With the constitutional referendum of 2017 passed and Mr Erdogan elected to a new presidency in June with widely expanded powers, now should be a moment for him to start building bridges. In Germany he called on both countries to "set aside our differences of opinion".

Unfortunately, he also accused the Germans of harbouring terrorists, meaning supporters of the militant Kurdish group the PKK, which Germany designates as a terrorist organisation, and followers of Gulen, who it does not.

Mr Erdogan's crackdown on Gulen's followers and Kurdish militants have caused deep fissures within Turkey and the Turkish diaspora. In Germany, Mr Erdogan was met with rallies both for and against him.

But, for all these issues, he has one trump card: the migration crisis.

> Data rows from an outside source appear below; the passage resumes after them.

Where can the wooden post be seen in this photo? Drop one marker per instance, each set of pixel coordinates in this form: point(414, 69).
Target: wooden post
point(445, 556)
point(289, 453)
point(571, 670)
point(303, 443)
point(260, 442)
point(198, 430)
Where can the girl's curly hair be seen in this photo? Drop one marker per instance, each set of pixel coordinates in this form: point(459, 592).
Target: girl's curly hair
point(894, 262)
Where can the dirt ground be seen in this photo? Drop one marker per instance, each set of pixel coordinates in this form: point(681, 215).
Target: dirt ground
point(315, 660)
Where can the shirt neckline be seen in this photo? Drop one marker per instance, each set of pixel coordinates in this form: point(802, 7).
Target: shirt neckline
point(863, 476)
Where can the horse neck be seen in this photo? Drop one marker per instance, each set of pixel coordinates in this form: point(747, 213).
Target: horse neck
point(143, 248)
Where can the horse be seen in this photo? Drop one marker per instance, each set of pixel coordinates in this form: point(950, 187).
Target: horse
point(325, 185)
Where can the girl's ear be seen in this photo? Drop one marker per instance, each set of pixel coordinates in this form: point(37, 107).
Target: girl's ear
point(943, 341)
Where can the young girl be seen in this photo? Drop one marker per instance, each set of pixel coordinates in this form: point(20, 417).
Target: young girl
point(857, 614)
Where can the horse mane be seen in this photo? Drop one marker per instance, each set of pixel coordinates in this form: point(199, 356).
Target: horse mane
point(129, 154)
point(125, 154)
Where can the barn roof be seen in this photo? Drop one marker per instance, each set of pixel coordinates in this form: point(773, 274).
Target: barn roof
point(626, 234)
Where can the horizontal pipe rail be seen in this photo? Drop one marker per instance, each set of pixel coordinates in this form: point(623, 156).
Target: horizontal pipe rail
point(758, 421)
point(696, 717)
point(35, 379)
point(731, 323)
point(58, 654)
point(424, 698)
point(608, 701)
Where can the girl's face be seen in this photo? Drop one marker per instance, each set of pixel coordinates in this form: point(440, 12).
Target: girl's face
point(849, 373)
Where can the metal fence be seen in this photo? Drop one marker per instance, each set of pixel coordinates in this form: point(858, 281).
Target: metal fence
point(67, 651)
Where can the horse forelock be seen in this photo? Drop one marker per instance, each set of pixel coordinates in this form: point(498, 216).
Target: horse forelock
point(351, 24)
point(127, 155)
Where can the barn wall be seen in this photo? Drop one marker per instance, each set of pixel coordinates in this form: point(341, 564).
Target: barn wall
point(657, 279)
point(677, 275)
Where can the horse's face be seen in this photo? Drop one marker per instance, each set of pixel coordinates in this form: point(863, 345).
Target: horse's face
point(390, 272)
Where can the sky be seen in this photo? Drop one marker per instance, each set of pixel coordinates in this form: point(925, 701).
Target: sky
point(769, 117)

No other Nato country is shouldering such a large share of the burden of the Syrian war. Turkey hosts more refugees than any other nation, is stopping them reaching European countries, and has brokered a deal with Russia to halt an assault on Idlib.

For all their misgivings about Mr Erdogan, EU leaders clearly want him to continue doing the job. The fact is that the EU and Ankara need each other − and Germany, in particular, needs Mr Erdogan.

Angela Merkel, herself more than 12 years in power, only just managed to retain her chancellorship at the start of this year. She has also seen the noisily anti-immigration far-right party Alternative fur Deutschland become her main opposition. More than any other leader in Europe, she needs the Syrian migration crisis to be contained. Mr Erdogan has the power to do that.

Other European countries, too, prefer to imagine that the migration crisis does not exist, and that millions of refugees are not scattered across Europe and surrounding nations. The governments of Italy, Greece and even the UK, itself mere months away from leaving the EU, would rather talk about almost anything else.

In that respect, Mr Erdogan has more friends abroad than at home. On the ground in Turkey, and next door in Syria, the large refugee population and the war are live issues. The strain is being felt by ordinary Turks and the blame is passed upwards. Yet, when Mr Erdogan talks about the migration crisis in foreign capitals, he is praised for his efforts.

So, while his domestic woes may follow him around Europe – this week he is in Hungary, meeting Viktor Orban, a leader who has also had plenty of his own run-ins with the EU – Mr Erdogan still has at least one topic of conversation guaranteed to win him friends on foreign soil.